One more way to disrupt this market is with technology. Just last month, for example, we told about a clinical trial now underway testing the safety of implanted stem cells to generate working beta cells in the pancreas that produce insulin, in patients with type 1 diabetes. But pharma companies are also developing new technologies for treating diabetes. The capsule that delivers insulin injections to the stomach, described in our story on Friday, is being commercialized by Novo Nordisk, one of the 3 suppliers of insulin in the U.S. And as we reported last April, Eli Lilly & Co., another insulin maker, is licensing a a technology for implanting pancreatic beta cells in people with type 1 diabetes, from a company making implants of live cells to treat chronic diseases.

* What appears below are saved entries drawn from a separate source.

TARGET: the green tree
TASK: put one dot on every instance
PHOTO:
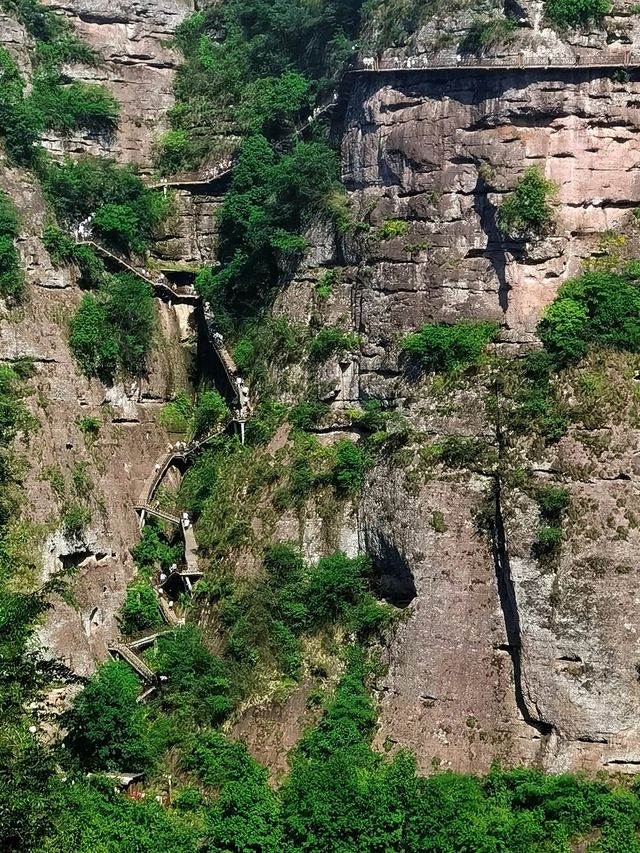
(443, 349)
(106, 725)
(528, 211)
(576, 13)
(140, 609)
(210, 412)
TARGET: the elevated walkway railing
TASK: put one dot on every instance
(167, 613)
(205, 179)
(157, 513)
(602, 59)
(134, 661)
(159, 285)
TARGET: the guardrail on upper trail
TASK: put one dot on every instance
(606, 59)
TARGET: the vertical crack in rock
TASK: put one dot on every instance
(507, 593)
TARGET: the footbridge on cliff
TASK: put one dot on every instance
(596, 60)
(160, 284)
(196, 182)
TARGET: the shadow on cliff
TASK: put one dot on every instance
(392, 578)
(495, 251)
(511, 615)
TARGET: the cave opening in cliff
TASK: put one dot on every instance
(393, 578)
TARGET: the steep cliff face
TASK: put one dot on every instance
(499, 654)
(118, 460)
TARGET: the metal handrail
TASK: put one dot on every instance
(423, 63)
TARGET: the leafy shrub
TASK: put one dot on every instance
(527, 211)
(391, 229)
(307, 414)
(263, 425)
(52, 104)
(246, 70)
(76, 519)
(547, 540)
(483, 35)
(153, 548)
(125, 213)
(332, 340)
(443, 349)
(272, 197)
(140, 609)
(350, 466)
(576, 13)
(63, 250)
(176, 416)
(112, 331)
(199, 682)
(327, 281)
(106, 727)
(601, 307)
(553, 502)
(11, 275)
(210, 412)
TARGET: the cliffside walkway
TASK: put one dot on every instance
(120, 650)
(161, 286)
(214, 175)
(606, 60)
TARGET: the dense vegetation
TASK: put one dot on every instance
(198, 420)
(446, 348)
(339, 796)
(51, 104)
(527, 211)
(576, 13)
(250, 68)
(124, 213)
(112, 330)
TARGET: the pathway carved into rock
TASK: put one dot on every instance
(182, 578)
(160, 284)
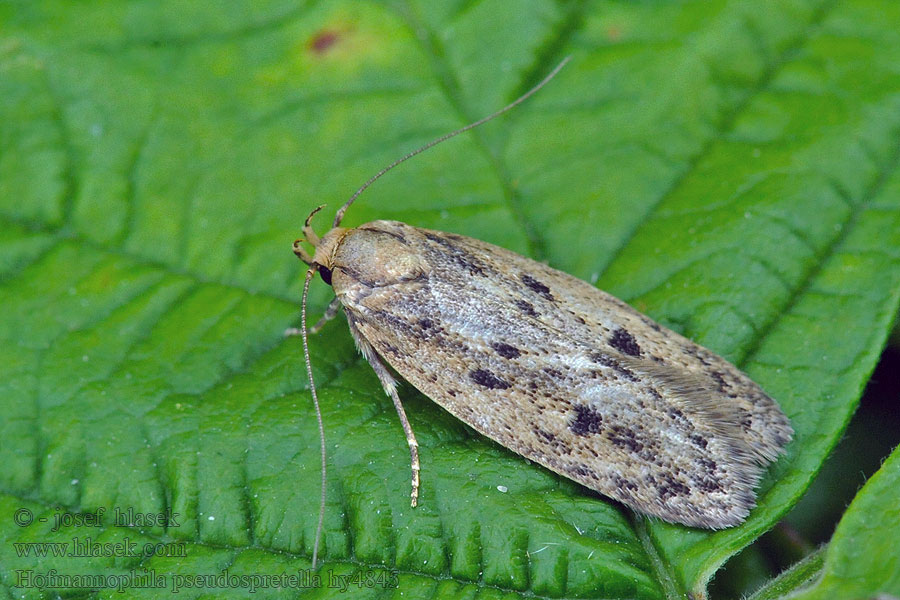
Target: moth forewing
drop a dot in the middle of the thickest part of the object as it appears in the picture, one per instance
(559, 371)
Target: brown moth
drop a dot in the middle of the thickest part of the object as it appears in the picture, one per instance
(551, 367)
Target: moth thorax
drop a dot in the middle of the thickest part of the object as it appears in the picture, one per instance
(377, 258)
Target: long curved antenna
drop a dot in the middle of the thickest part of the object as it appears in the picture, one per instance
(312, 386)
(339, 216)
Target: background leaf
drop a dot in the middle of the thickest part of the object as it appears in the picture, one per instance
(730, 168)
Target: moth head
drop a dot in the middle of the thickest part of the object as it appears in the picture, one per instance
(321, 260)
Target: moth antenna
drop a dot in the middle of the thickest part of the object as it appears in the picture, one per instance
(312, 386)
(338, 217)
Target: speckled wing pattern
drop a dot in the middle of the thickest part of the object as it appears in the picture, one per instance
(570, 377)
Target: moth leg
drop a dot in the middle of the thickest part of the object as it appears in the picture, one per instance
(390, 387)
(331, 312)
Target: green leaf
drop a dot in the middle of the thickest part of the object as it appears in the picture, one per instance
(730, 168)
(861, 560)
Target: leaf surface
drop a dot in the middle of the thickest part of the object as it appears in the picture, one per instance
(729, 168)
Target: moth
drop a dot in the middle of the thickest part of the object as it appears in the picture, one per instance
(549, 366)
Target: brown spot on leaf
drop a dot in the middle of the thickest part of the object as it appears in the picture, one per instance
(323, 40)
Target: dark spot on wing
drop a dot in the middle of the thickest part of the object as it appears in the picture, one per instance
(554, 373)
(536, 286)
(587, 421)
(581, 471)
(624, 484)
(698, 441)
(670, 487)
(459, 257)
(624, 342)
(487, 379)
(505, 350)
(526, 307)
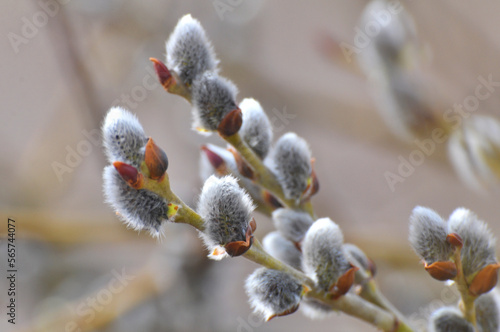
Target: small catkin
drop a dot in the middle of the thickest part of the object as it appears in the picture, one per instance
(226, 209)
(256, 129)
(213, 98)
(123, 137)
(189, 52)
(428, 233)
(478, 243)
(323, 258)
(273, 293)
(291, 161)
(139, 209)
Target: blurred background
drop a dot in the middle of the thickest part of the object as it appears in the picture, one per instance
(64, 63)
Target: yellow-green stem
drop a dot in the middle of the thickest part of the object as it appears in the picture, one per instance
(258, 255)
(467, 301)
(362, 309)
(185, 214)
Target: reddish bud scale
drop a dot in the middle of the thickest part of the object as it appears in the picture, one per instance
(344, 283)
(238, 248)
(130, 174)
(164, 76)
(156, 160)
(442, 270)
(231, 123)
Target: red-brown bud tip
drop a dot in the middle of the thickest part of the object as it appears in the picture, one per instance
(485, 280)
(455, 240)
(345, 282)
(156, 160)
(130, 174)
(164, 76)
(238, 248)
(231, 123)
(442, 271)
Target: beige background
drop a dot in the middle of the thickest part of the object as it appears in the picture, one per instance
(68, 74)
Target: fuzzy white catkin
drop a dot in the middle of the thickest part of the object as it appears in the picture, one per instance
(256, 129)
(356, 256)
(207, 170)
(226, 210)
(292, 224)
(272, 292)
(139, 209)
(213, 98)
(291, 162)
(123, 137)
(189, 52)
(449, 319)
(479, 245)
(427, 236)
(323, 258)
(282, 249)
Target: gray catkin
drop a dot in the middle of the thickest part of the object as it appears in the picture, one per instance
(323, 258)
(189, 52)
(213, 98)
(479, 245)
(226, 209)
(123, 137)
(291, 160)
(140, 209)
(427, 235)
(256, 129)
(272, 292)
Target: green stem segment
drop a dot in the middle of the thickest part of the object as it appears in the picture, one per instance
(184, 214)
(467, 302)
(362, 309)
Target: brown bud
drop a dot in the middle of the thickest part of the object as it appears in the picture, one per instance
(455, 240)
(231, 123)
(130, 174)
(253, 225)
(238, 248)
(485, 280)
(164, 76)
(156, 160)
(244, 169)
(444, 270)
(344, 283)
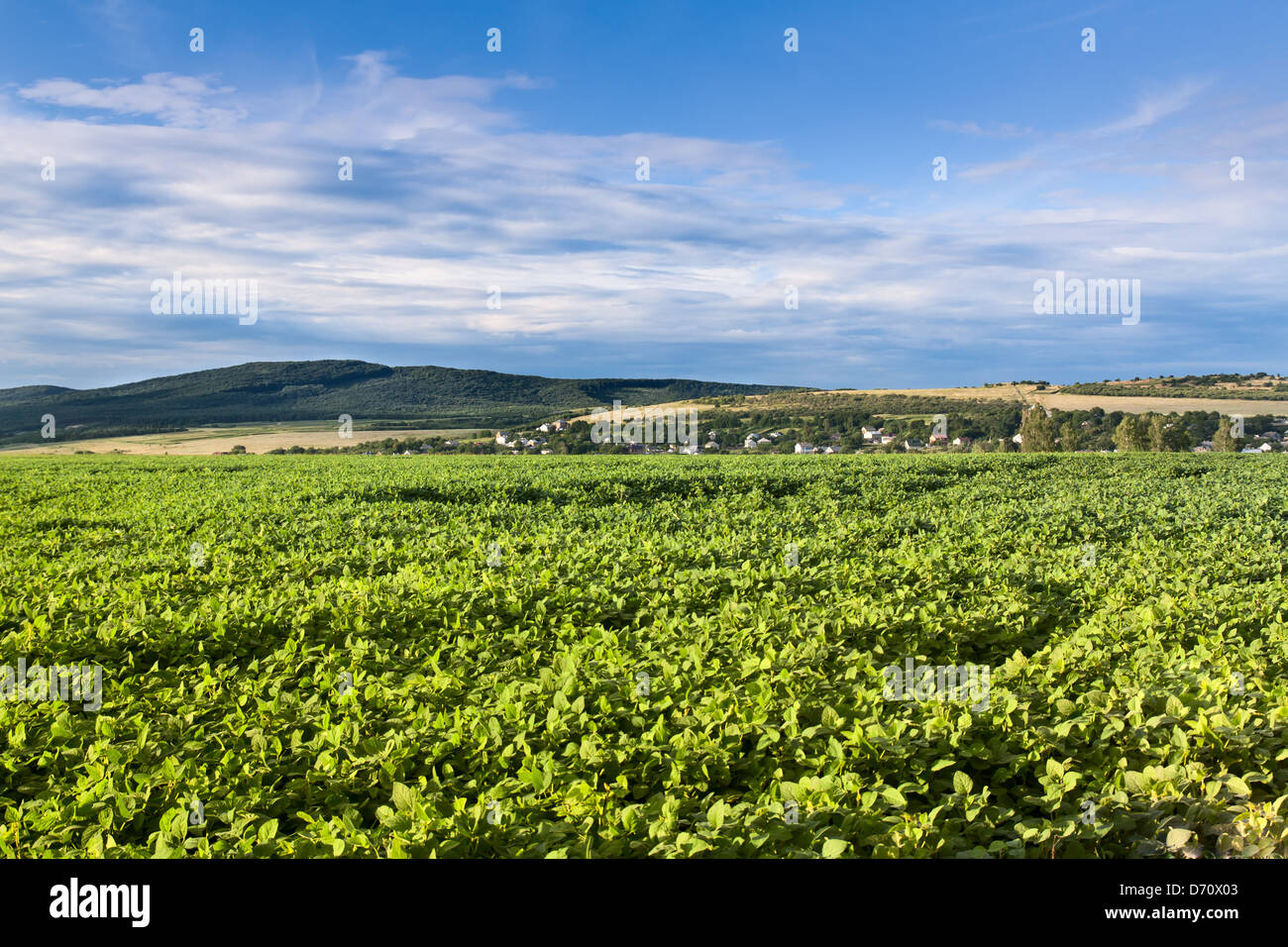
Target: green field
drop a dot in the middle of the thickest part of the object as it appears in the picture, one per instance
(617, 656)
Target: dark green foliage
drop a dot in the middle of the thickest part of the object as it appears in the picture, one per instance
(325, 389)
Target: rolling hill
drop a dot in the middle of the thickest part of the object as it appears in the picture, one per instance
(325, 389)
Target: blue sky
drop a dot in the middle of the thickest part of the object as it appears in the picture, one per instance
(768, 169)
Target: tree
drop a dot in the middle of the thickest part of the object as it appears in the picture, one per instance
(1168, 436)
(1070, 437)
(1132, 433)
(1037, 432)
(1224, 438)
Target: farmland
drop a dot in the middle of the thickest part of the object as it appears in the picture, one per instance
(647, 656)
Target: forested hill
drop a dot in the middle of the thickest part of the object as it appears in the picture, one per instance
(325, 389)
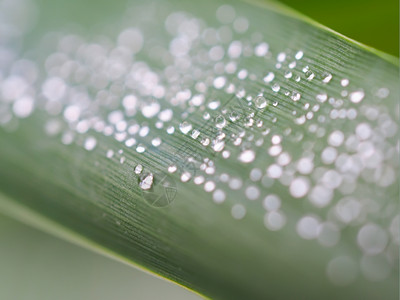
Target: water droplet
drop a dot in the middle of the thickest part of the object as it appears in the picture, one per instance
(220, 122)
(326, 77)
(295, 96)
(260, 102)
(310, 75)
(261, 49)
(276, 87)
(344, 82)
(322, 97)
(172, 168)
(138, 169)
(269, 77)
(185, 127)
(247, 156)
(90, 143)
(185, 177)
(140, 148)
(299, 187)
(357, 96)
(281, 57)
(146, 182)
(219, 196)
(288, 74)
(299, 55)
(218, 145)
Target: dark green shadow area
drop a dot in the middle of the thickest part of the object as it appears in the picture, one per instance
(371, 22)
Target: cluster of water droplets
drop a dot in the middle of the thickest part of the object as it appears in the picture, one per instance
(213, 109)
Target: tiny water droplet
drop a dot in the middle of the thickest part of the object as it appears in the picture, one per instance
(138, 169)
(326, 77)
(310, 75)
(288, 74)
(357, 96)
(344, 82)
(172, 168)
(260, 102)
(295, 96)
(276, 87)
(299, 55)
(220, 122)
(234, 116)
(185, 127)
(269, 77)
(247, 156)
(140, 148)
(218, 145)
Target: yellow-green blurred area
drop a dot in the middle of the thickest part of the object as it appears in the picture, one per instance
(374, 23)
(37, 266)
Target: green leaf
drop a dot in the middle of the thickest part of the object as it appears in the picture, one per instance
(284, 144)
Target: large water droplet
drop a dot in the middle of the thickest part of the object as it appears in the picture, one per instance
(146, 182)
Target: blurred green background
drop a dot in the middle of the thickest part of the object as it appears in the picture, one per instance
(34, 265)
(37, 266)
(374, 23)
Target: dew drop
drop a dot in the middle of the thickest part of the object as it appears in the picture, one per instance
(146, 182)
(172, 168)
(310, 75)
(185, 127)
(357, 96)
(219, 196)
(326, 77)
(276, 87)
(90, 143)
(220, 122)
(299, 187)
(295, 96)
(138, 169)
(299, 55)
(247, 156)
(269, 77)
(260, 102)
(344, 82)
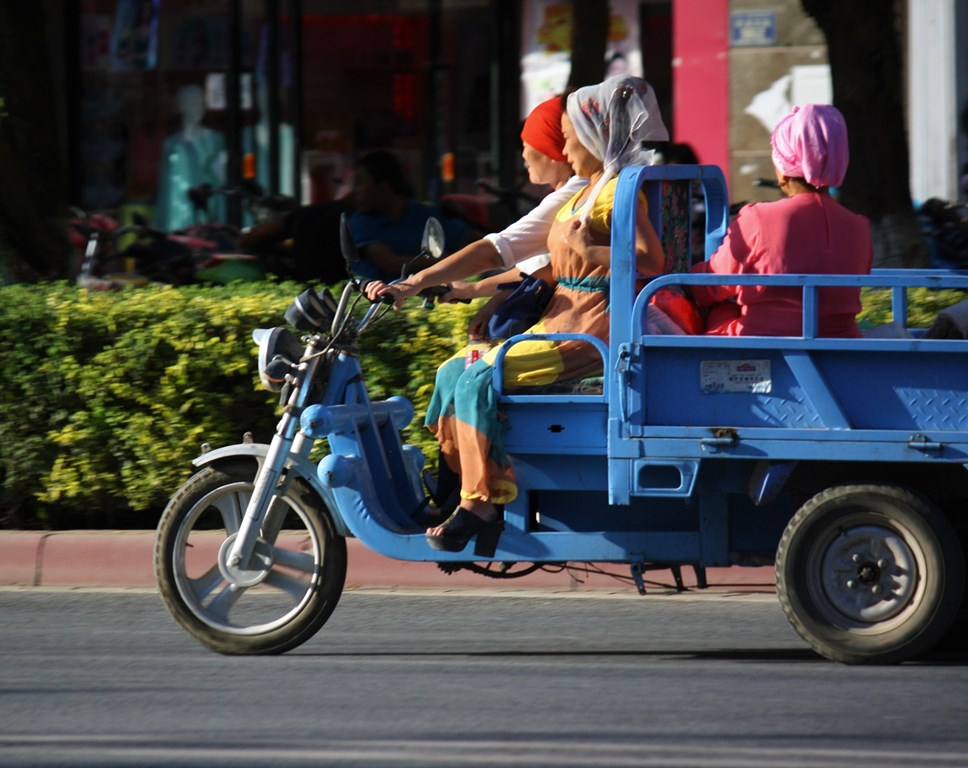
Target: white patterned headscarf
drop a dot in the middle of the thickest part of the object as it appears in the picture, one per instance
(611, 120)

If health care consumers and taxpayers expect to gain the benefits of these technological advances, then government needs to make sure markets work like they should. If FDA, Federal Trade Commission, and Department of Justice cannot prevent today’s insulin makers from controlling tomorrow’s diabetes treatment technologies, then Congress needs to step in. Each congressional district, no doubt, has many people with diabetes that depend on it.